It's late enough to be hacker hours, if you're as old as I am. Gonna write down a bunch of rambly thoughts about #xz and #autoconf and capital-F Free Software sustainability and all that jazz. Plan is to edit it into a Proper Blog Post™ tomorrow. Rest of the thread will be unlisted but boosts and responses are encouraged.

Starting with the very specific: I do not think it was an accident that the xz backdoor's exploit chain started with a modified version of a third party .m4 file to be compiled into xz's configure script.

It's possible to write incomprehensible, underhanded code in any programming language. There's competitions for it, even. But when you have a programming language, or perhaps a mashup of two languages, that everyone *expects* not to be able to understand — no matter how careful the author is — well, then you have what we might call an attractive nuisance. And when blobs of code in that language are passed around in copy-and-paste fashion without much review or testing or version control, that makes it an even easier target.

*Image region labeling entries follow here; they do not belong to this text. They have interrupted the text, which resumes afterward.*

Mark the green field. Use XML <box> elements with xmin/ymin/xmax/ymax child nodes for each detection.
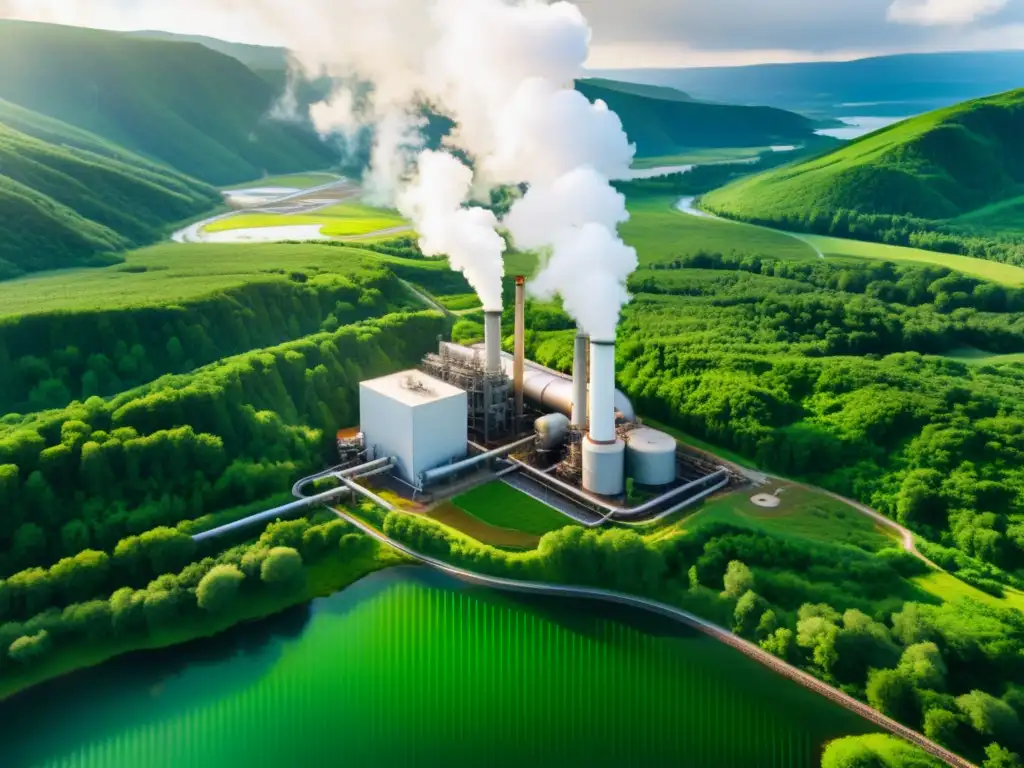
<box><xmin>913</xmin><ymin>570</ymin><xmax>1024</xmax><ymax>610</ymax></box>
<box><xmin>795</xmin><ymin>234</ymin><xmax>1024</xmax><ymax>287</ymax></box>
<box><xmin>205</xmin><ymin>203</ymin><xmax>408</xmax><ymax>238</ymax></box>
<box><xmin>680</xmin><ymin>480</ymin><xmax>898</xmax><ymax>552</ymax></box>
<box><xmin>224</xmin><ymin>171</ymin><xmax>341</xmax><ymax>189</ymax></box>
<box><xmin>621</xmin><ymin>198</ymin><xmax>817</xmax><ymax>266</ymax></box>
<box><xmin>453</xmin><ymin>481</ymin><xmax>572</xmax><ymax>536</ymax></box>
<box><xmin>0</xmin><ymin>244</ymin><xmax>403</xmax><ymax>317</ymax></box>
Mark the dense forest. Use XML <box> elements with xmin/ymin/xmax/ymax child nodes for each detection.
<box><xmin>0</xmin><ymin>313</ymin><xmax>445</xmax><ymax>578</ymax></box>
<box><xmin>512</xmin><ymin>243</ymin><xmax>1024</xmax><ymax>594</ymax></box>
<box><xmin>0</xmin><ymin>100</ymin><xmax>220</xmax><ymax>280</ymax></box>
<box><xmin>0</xmin><ymin>259</ymin><xmax>409</xmax><ymax>414</ymax></box>
<box><xmin>701</xmin><ymin>90</ymin><xmax>1024</xmax><ymax>264</ymax></box>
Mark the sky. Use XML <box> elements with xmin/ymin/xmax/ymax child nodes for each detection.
<box><xmin>0</xmin><ymin>0</ymin><xmax>1024</xmax><ymax>69</ymax></box>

So, in my capacity as one of the last few people still keeping autoconf limping along, I'm thinking pretty hard about what could be done to replace its implementation language, and concurrently what could be done to improve development practice for both autoconf and its extensions (the macro archive, gnulib, etc.)

Side bar, I know a lot of people are saying "time to scrap autotools for good, everyone should just use cmake/meson/GN/Basel/..." I have a couple different responses to that depending on my mood, but the important one right now is: Do you honestly believe that your replacement of choice is *enough* better, readability wise, that folks will actually review patches to build machinery carefully enough to catch this kind of insider attack?

On the subject of implementation language, I have one half-baked idea and one castle in the air.

The half-baked idea is: Suppose ./configure continues to be a shell script, but it ceases to be a *generated* shell script. No more M4. Similarly, the Makefile continues to be a Makefile but it ceases to be generated from Makefile.am. Instead, there is a large library of shell functions and a somewhat smaller library of Make rules that you include and then use.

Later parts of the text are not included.